Rechte Szene in Chemnitz: Sie wollen den Volksaufstand

Die Rechten haben in Chemnitz noch lange nicht genug: Auch am Donnerstag und Samstag wird protestiert. Die lokale Szene ist gut vernetzt.

Viele Leute, Deutschlandfahnen, Bengalos

Die rechtsextreme Demonstration am Montagabend in Chemnitz Foto: dpa

Es ist eine unschöne Mischung: Seit vergangenem Sonntag greifen in Chemnitz rechtsextremen Hooliganverbindungen, rechtspopulistische Vereine und neurechte Netzwerke ineinander. In den kommenden Tagen planen sie weitere Aktionen in der sächsischen Stadt.

Eine zentrale Bedeutung hat dabei die Bürgerbewegung Pro Chemnitz um Martin Kohlmann. Die Bewegung des ehemaligen stellvertretender Bundesvorsitzender der Republikaner sitzt seit 2014 im Rat der drittgrößten Stadt des Freistaates. Pro Chemnitz veranstaltete die Demonstration am Montag, bei der es zu gewalttätigen Ausschreitungen von Rechtsextremen kam. Für den heutigen Donnerstag, zum Besuch des sächsischen Ministerpräsidenten Michael Kretschmer, hat Pro Chemnitz erneut eine Kundgebung angemeldet. Und auch am Samstag will die selbsternannte Bürgerbewegung demonstrieren.

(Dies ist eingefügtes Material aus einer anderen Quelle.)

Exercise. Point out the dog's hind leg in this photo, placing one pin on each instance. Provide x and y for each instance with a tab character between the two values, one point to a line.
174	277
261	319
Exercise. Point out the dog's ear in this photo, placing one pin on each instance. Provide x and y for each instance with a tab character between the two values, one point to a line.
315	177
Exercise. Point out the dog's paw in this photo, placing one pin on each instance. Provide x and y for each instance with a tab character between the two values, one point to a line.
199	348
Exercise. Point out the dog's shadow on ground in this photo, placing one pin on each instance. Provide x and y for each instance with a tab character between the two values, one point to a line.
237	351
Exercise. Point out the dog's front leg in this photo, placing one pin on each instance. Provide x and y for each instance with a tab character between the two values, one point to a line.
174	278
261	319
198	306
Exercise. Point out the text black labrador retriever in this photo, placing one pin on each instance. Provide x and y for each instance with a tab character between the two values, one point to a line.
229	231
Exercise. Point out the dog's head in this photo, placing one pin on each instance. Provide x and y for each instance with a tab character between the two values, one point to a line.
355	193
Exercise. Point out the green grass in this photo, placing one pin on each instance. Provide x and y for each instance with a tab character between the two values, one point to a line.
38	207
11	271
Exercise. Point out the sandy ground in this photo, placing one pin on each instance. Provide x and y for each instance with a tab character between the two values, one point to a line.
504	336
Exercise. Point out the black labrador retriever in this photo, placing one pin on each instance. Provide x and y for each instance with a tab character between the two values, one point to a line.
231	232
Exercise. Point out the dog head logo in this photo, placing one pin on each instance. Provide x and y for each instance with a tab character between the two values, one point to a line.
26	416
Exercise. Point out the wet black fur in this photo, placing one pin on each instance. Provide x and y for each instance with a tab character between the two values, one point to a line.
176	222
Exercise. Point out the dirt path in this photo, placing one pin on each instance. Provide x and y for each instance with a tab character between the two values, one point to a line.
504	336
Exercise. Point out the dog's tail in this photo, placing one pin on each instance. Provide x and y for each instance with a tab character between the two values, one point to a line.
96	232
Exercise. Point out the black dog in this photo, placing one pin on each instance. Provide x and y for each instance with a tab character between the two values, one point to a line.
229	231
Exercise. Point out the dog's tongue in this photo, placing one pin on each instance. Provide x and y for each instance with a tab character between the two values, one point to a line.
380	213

„Pro Chemnitz ist als politische Kraft in der Stadt etabliert“, sagt Kerstin Köditz, Landtagsabgeordne der Linken in Sachsen. Treibende Kraft sei die Person Martin Kohlmann: Seit Jahren bemühe sich der Rechtsanwalt, die extreme Rechte in dem Bundesland „zu bündeln“. Pro Chemnitz decke ein Spektrum von Rechtsextremen über rechten Hooligans bis zur Mitte der Gesellschaft ab, so Köditz.

Drei Sitze hat die Fraktion seit der letzten Wahl im Chemnitzer Stadtrat. Ihr Dauerthema: die Asylpolitik. Kohlmann selbst, der auch mal bei der rechtskonservativen Kleinpartei Deutsche Soziale Union war, sitzt bereits seit 1999 im Stadtrat. In der rechtsextremen Szene sei er ein beliebter Anwalt, sagt Köditz. Der Rechtsanwalt, ­ Alter Herr der Burschenschaft Arminia zu Leipzig, ­ wirkte als einer der Verteidiger im Prozess gegen die rechtsextreme Terrorgruppe Freital. Aus dem Unterstützungsumfeld der Terrorgruppen kamen am vergangenen Montag auch eine Rednerin der „Pro Chemnitz“-Kundgebung.

Enge Verbindungen hält „Pro Chemnitz“ aber nicht bloß zur klassischen rechtsextremen Szene. Auf dem Internetportal Sezession des neurechten Verlegers Götz Kubitschek wird breit auf Kohlmanns Einschätzungen zurückgegriffen. Kubitschek, der auch das Institut für Staatspolitik führt, gibt ausführlich Kohlmanns Bewertung der Montagskundgebung wieder: „Die Demo war die größte in Chemnitz seit 1989. Wir hoffen, dass jetzt genau die Stunde schlägt, die historische Umbruchstimmung einsetzt. Diese kann nur von Sachsen ausgehen.“

Nach Chemnitz hat das neurechte Netzwerk schon lange beste Verbindungen. Der von Kubitschek mit angestoßene Crowdfunding-Verein Ein Prozent für unser Land unterstützte schon 2016 den Protest in dem Chemnitzer Stadtteil Einsiedel gegen eine Erstaufnahmeeinrichtung für Asylsuchende. Der Verein gibt selbst an, Beziehungen in die Stadt zu haben.

„Seit Montag ist offensichtlich, dass die Wege zwischen rechten Hooligans, organisierten Rechtsextremen und rassistisch motivierten Wutbürgern äußert kurz sind“, sagt David Begrich, Rechtsextremismusexperte des Magdeburger Vereins Miteinander und Kenner der Szene. „Das Geschehen am Montagabend war eine spektrenübergreifende Machtdemonstration verschiedener rechter und rechtsextremer Akteure“, sagt Begrich.

Über alt- und neurechte Netzwerke werden mittlerweile die geplanten Aktionen von Pro Chemnitz, Pegida und AfD massiv beworden. „Die Mischszene von Rechtsextremen bis Wutbürgern wird versuchen, die Mobilisierung mindestens bis zum Wochenende aufrecht zu erhalten“, schätzt Begrich ein. Sie seien in einen „Erfolgrausch“. Auf ihren Portalen hoffen sie nun auf den langersehnten „patriotischen Volksaufstand“.